The door led into a yard that was full of junk: planks of wood, buckets and ladders, an old brush and mop, a window, still in its frame, and Sam’s bike, draped in a plastic sheet. Jenny hung back warily. The yard was full of strange smells. She didn’t dare venture out.
‘Go on, then,’ Sam said, but Jenny didn’t move. He went into the yard and called her, patting his knees, but still she wouldn’t stir.
Then Sam had an idea. He walked back into the kitchen, quickly picked up the little dart on Jenny’s pillow and threw it into the yard.
Jenny leapt. She flew through the air like a bird, or a
very bouncy kangaroo, catching the mistletoe twig before it landed.
‘Go, Jenny!’ shouted Sam, and in the middle of all the confusion of the yard, Jenny squatted and made her mark. It felt strange, but she couldn’t help herself. Making your mark was very powerful magic, and another sign that she belonged in this world now.

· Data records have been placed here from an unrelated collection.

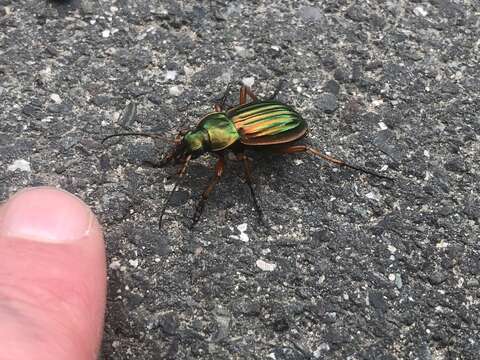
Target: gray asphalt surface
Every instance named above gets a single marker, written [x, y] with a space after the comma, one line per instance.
[349, 266]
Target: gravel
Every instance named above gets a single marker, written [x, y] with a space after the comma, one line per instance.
[389, 85]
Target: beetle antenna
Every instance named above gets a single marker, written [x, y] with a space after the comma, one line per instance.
[155, 136]
[182, 172]
[346, 164]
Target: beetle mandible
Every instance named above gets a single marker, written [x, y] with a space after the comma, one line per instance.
[259, 125]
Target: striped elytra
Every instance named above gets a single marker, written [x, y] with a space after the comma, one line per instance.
[267, 123]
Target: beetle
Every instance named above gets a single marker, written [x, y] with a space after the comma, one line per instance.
[258, 125]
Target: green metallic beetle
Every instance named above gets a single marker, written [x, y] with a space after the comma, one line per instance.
[260, 125]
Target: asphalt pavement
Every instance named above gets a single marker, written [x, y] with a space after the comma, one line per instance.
[347, 266]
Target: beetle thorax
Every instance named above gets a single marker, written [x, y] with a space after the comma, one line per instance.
[196, 142]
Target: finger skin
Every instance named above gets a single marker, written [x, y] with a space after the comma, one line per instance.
[52, 293]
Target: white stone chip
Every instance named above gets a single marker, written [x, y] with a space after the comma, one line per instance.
[263, 265]
[20, 164]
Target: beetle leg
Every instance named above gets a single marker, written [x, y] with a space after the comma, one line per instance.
[303, 148]
[250, 93]
[219, 106]
[201, 204]
[243, 95]
[248, 180]
[278, 88]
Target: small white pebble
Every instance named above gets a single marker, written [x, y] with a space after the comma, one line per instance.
[175, 91]
[133, 263]
[420, 11]
[248, 81]
[373, 196]
[265, 266]
[56, 98]
[170, 75]
[242, 227]
[392, 249]
[382, 125]
[114, 265]
[19, 164]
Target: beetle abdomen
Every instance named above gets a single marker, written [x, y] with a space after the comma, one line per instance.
[267, 123]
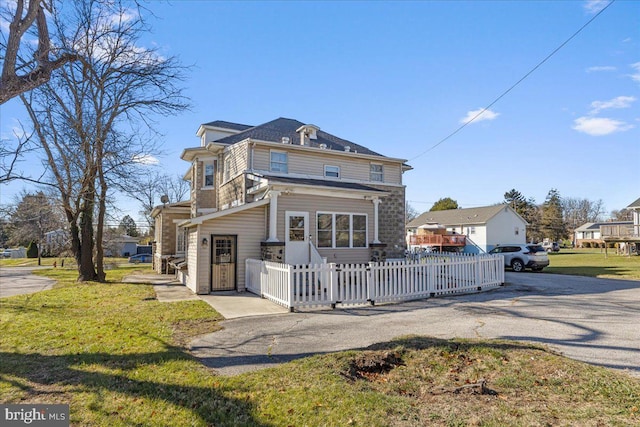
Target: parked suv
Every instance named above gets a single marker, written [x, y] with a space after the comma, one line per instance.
[519, 257]
[551, 246]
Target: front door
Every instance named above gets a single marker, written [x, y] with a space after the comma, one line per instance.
[223, 268]
[297, 238]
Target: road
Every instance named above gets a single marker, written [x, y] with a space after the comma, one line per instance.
[588, 319]
[19, 281]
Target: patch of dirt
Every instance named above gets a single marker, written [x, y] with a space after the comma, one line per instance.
[371, 365]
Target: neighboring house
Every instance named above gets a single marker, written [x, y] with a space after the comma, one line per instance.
[120, 245]
[55, 242]
[484, 227]
[628, 234]
[590, 232]
[283, 191]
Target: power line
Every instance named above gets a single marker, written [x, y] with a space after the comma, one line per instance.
[503, 94]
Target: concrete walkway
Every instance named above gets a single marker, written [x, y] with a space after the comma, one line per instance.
[584, 318]
[230, 304]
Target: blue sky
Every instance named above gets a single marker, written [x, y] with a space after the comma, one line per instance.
[399, 77]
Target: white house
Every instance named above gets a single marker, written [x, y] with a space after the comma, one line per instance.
[484, 227]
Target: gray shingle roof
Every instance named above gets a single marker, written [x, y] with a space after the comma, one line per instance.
[458, 216]
[275, 130]
[321, 183]
[228, 125]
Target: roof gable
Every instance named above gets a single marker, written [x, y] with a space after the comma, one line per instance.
[634, 205]
[277, 129]
[468, 216]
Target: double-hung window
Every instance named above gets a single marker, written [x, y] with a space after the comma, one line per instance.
[279, 162]
[342, 230]
[376, 172]
[209, 173]
[332, 171]
[181, 240]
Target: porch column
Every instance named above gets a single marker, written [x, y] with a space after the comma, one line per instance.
[376, 203]
[273, 216]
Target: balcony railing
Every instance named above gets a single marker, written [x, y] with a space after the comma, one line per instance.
[619, 231]
[438, 240]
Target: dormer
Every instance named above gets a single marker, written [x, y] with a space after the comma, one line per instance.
[213, 131]
[307, 132]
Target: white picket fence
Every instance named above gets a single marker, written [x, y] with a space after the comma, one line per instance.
[317, 285]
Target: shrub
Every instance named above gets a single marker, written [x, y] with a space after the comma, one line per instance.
[32, 250]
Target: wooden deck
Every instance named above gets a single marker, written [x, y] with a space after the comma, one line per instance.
[440, 240]
[620, 233]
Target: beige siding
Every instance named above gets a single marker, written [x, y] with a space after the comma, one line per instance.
[315, 204]
[192, 259]
[238, 159]
[249, 226]
[312, 163]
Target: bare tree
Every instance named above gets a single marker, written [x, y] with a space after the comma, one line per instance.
[19, 75]
[149, 188]
[93, 119]
[579, 211]
[410, 213]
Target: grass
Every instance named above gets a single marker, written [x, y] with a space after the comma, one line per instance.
[593, 263]
[117, 356]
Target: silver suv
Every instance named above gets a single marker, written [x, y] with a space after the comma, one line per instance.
[519, 257]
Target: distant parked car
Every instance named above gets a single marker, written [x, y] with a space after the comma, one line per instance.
[551, 246]
[519, 257]
[137, 259]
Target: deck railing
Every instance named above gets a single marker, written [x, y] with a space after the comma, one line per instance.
[438, 240]
[619, 231]
[317, 285]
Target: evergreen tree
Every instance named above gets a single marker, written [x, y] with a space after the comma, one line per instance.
[552, 223]
[128, 226]
[444, 204]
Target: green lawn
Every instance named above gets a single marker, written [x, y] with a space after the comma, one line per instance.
[117, 356]
[593, 263]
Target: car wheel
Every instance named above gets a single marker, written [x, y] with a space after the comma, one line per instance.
[517, 266]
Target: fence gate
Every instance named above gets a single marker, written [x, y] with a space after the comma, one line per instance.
[223, 267]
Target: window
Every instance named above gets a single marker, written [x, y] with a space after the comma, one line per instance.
[209, 173]
[227, 169]
[338, 230]
[332, 171]
[181, 240]
[279, 162]
[376, 172]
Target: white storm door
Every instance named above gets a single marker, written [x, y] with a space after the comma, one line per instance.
[297, 237]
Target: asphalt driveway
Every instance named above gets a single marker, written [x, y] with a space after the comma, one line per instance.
[588, 319]
[19, 281]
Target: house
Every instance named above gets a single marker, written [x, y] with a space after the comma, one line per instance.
[484, 228]
[283, 191]
[628, 235]
[120, 245]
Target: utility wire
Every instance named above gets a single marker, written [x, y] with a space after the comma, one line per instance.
[503, 94]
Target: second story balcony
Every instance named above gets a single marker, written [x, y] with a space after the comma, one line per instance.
[620, 232]
[438, 240]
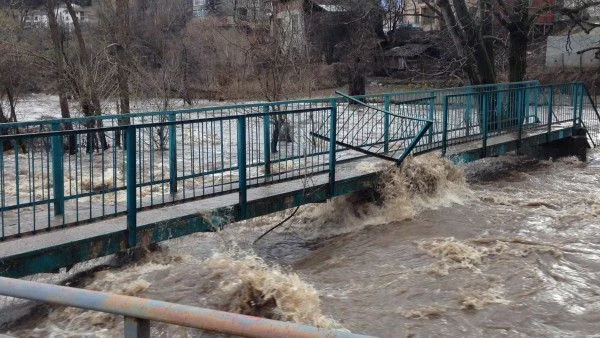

Then, just as she would have done with her old master, she returned the dart to Sam.
‘Good girl!’ he said, patting her on the head. ‘Looks like your hip’s better, Jenny!’ He threw the twig back into the kitchen and Jenny leapt after it, flying gracefully over a chair.
‘Ace!’ said Sam.
He found a bowl in the cupboard and filled it with water, and Jenny lapped at it gratefully, then ate the sausage roll. She had eaten and drunk twice now in this strange world and maybe that was the third sign.